Relativistic superfluid hydrodynamics from field theory

TL;DR

This paper develops a field-theoretic framework for relativistic superfluid hydrodynamics at nonzero temperatures, calculating key properties like entrainment and sound velocities, with implications for dense matter in astrophysics.

Contribution

It extends the field-theoretic description of superfluids to finite temperatures, providing explicit calculations of entrainment and sound velocities in a weakly coupled phi^4 model.

Findings

Computed entrainment coefficient for superfluid-normal fluid interaction.

Determined velocities of first and second sound in superflows.

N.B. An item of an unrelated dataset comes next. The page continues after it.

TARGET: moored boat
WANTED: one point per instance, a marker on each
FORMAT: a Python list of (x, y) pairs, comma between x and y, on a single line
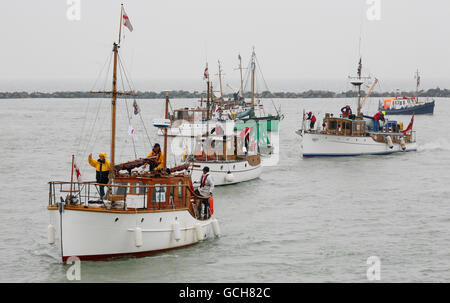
[(408, 105), (143, 212), (354, 135)]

Provided a general framework applicable to dense nuclear and quark matter.

Abstract

It is well known that the hydrodynamics of a zero-temperature superfluid can be formulated in field-theoretic terms, relating for example the superfluid four-velocity to the gradient of the phase of a Bose-condensed scalar field. At nonzero temperatures, where the phenomenology of a superfluid is usually described within a two-fluid picture, this relationship is less obvious. For the case of a uniform, dissipationless superfluid at small temperatures and weak coupling we discuss this relationship within a phi^4 model. For instance, we compute the entrainment coefficient, which describes the interaction between the superfluid and the normal-fluid components, and the velocities of first and second sound in the presence of a superflow. Our study is very general, but can also be seen as a step towards understanding the superfluid properties of various phases of dense nuclear and quark matter in the interior of compact stars.